You know how so many self-help experts and gurus encourage everyone to look at the glass half-full? That’s because it really is one of the best ways to rewire your mind.
Perhaps it’s popular culture, capitalism or pure human nature. People grow up “wanting” – more friends, popularity, academic achievements, pocket money, salary, a bigger house, better partners, nicer clothes… the list goes on and on and on. Before you know it, life is never going to be enough for you. Ultimately, you wind up denying happiness at your doorstep because of your never-ending desires.

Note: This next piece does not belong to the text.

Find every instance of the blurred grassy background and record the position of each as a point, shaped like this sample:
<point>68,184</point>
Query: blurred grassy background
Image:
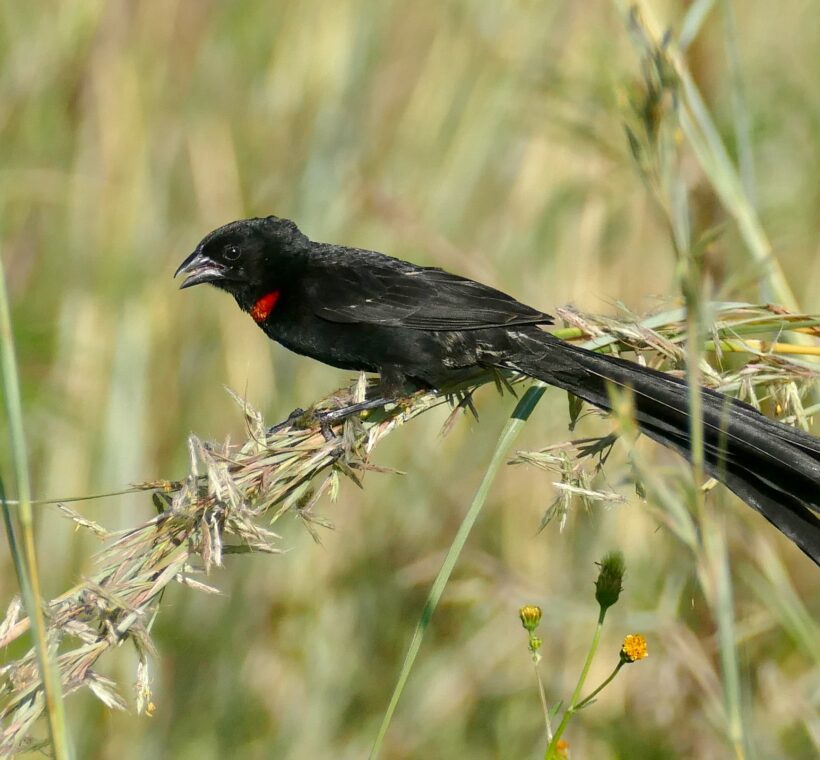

This is where keeping a gratitude journal becomes handy because it hones in on the things that are truly, deeply important to you after a while. You may jot your thoughts down in a physical notebook or choose from dozens of free mobile apps available.
Before you get started on this little exercise, here are some tips to help you along:
- Remember to do it at least once a week
It takes a few weeks to turn this into a habit and start reprogramming the way you perceive life. This is not unlike how you need to hit the gym four times a week and stick to a healthy diet to see any kind of weight loss.A crucial thing to be mindful of is not to just do it without thought, or superficially list a million items that don’t mean that much to you. For better results, set your intention (perhaps to be a happier, more contented soul) before you start journaling, and zoom in on just one or two points each day.
- It may feel unnatural at first and that’s okay
If you’ve never done it before, it may seem a little odd, especially when it seems like an uneventful period or even a terrible one, which brings us to the next point.
- See the positive in the negative (This is so important!)
You don’t have to strike the lottery or enjoy a job promotion to feel thankful. The idea is to see the good in even the most unexpected scenarios. A personal example to raise would be the one morning my shoulders were caught in between the lift doors at my apartment building due to a faulty sensor. I was infinitely grateful that I was the one between the doors instead of my very young children who entered the lift before I did. Yet another time, the taxi I was in almost collided with another car on the road. The first thing that came to mind was, “Thank goodness my kids aren’t here”.
- Don’t beat yourself up if you miss a week or simply draw blanks at times
It doesn’t mean you have failed – you are just being human. Acknowledge any negative feelings that arise in you, and try to see the light in your situation (refer to point 3). If what you are facing comes from deep-set fears, try listing down all of them. Cast out the illogical, ridiculous fears that have no factual basis, and work out steps to conquer the others (eg. If you are worried about retiring poor, start setting aside a small amount of money every day that you can’t touch. Every little effort counts.)